De manière logique, la réserve utile (RU) en eau est liée à la profondeur des sols, raison pour laquelle on retrouve les meilleures RU dans le Bassin parisien et dans le nord de la France aux sols profonds. « Mais la texture joue également fortement sur cette RU avec des sols argileux ou limoneux qui retiennent plus d’eau que des sables », souligne Antonio Bispo. Là encore, avantage au Nord et au Bassin parisien, et également à certaines zones du Sud-Ouest. Les situations à la plus faible RU sont les sols sableux (Landes, Vosges) de texture très filtrante ou ceux peu épais comme dans une large part de la zone dite « intermédiaire », qui coupe la France en diagonale de la Lorraine au Poitou-Charentes.

 

Des microorganismes influencés par l’occupation des sols

La distribution des microorganismes du sol est très hétérogène sur le territoire. « Le climat a une faible influence sur la biomasse microbienne et sur la diversité bactérienne. En revanche, le type de sol et le mode d’usage ont un impact significatif », relève Lionel Ranjard, Inrae.
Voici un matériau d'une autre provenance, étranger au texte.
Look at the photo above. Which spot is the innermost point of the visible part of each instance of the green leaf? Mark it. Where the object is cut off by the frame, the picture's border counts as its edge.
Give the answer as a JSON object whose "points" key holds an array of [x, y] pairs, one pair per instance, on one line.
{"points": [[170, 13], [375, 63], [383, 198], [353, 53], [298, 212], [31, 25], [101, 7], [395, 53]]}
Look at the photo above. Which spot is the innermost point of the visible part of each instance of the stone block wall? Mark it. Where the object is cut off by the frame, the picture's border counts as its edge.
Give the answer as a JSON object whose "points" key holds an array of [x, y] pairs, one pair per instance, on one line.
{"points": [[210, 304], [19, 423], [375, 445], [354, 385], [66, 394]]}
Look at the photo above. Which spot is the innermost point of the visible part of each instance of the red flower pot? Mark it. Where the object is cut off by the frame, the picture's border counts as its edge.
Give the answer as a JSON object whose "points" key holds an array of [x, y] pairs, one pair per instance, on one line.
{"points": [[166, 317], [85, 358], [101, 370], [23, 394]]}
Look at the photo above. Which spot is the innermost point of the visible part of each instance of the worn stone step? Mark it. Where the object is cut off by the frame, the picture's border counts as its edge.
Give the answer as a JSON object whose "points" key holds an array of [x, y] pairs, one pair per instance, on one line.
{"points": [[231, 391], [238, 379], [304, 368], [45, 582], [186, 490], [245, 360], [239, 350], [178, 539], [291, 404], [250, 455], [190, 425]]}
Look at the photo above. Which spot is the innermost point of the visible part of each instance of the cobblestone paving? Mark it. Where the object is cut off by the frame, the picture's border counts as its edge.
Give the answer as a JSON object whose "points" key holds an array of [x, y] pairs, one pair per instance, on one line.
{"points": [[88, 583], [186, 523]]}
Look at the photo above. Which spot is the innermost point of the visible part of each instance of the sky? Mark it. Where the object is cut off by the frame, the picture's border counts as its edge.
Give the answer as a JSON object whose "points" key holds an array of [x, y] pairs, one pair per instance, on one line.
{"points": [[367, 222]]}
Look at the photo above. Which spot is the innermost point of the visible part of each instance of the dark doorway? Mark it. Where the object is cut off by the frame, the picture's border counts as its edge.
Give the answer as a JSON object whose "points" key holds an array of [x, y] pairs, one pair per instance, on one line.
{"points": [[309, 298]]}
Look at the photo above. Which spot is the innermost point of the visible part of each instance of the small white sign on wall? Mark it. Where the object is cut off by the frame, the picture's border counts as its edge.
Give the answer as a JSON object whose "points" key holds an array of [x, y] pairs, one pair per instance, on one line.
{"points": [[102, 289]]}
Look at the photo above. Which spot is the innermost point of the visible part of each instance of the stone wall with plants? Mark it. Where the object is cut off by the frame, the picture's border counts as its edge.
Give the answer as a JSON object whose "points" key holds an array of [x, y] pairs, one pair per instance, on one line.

L’abondance et la biodiversité des communautés microbiennes ont été mesurées avec des outils moléculaires (analyses d’ADN) sur les échantillons du réseau RMQS. Les sols forestiers ou prairiaux s’avèrent riches en microorganismes, ce que l’on voit par exemple en Lorraine ou en Bourgogne avec la présence d’élevages. Les régions à sols plus acides comme la Bretagne sont moins favorables aux bactéries et champignons.

 

Les régions de grandes cultures sont pauvres, comme dans le Bassin parisien. « C’est lié au carbone qui est la ressource nutritive des microorganismes. Le carbone pilote un peu la vie dans le sol, définit la possibilité d’habiter ou pas dans ces milieux », explique Antonio Bispo (voir carte du stock de carbone). Des travaux ont montré que la fertilisation, en favorisant la production végétale, apporte des ressources nutritives supérieures aux microorganismes du sol et contribuent à leur développement, A contrario, un tassement du sol produit un effet délétère sur la biomasse microbienne.

 

Une couverture végétale permanente favorise le stockage de carbone

Clairement, les secteurs de production de grandes cultures présentent des stocks de carbone faibles à moyens (40-50 t/ha), traduisant l’intensification des productions avec exportation de végétaux (grains, paille). On l’observe dans le grand Bassin parisien (incluant la Picardie, une partie du Centre…), le Lauragais (Sud-Ouest), le sillon rhodanien, une partie du Bassin aquitain… Le type de sol joue aussi sur le stockage de carbone. « Des sols argileux un peu lourds vont le favoriser. Dans des sols hydromorphes où l’eau peut stagner, la vie biologique est moindre avec une faible dégradation de matière organique et peu de consommation de carbone », explique Antonio Bispo. De tels sols caractéristiques de zones humides comme le marais Poitevin où se pratiquent les grandes cultures montrent des stocks de carbone élevés. Les zones agricoles aux stocks de carbone les plus hauts se situent dans les grandes régions fourragères ou forestières. « Pourtant, l’analyse des données de la BDAT (1) montre de fortes baisses de teneur en carbone organique dans les zones d’élevage après 2000 qui pourraient être dues au retournement de prairies dans de nombreuses exploitations, rapportent Antonio Bispo et Nicolas Saby, Inrae, alors que la teneur augmente dans les régions de grandes cultures, où l’on part parfois de très bas. L’utilisation croissante de couverts végétaux d’interculture, parfois associée au non-labour, ainsi que le retour au sol des résidus de culture, peuvent être une explication à cette tendance. »
(1) Base de données des analyses de terre.
Sources : Inrae, Base de données géographique des sols de France (BDGSF), Gissol, RMQS, BDAT.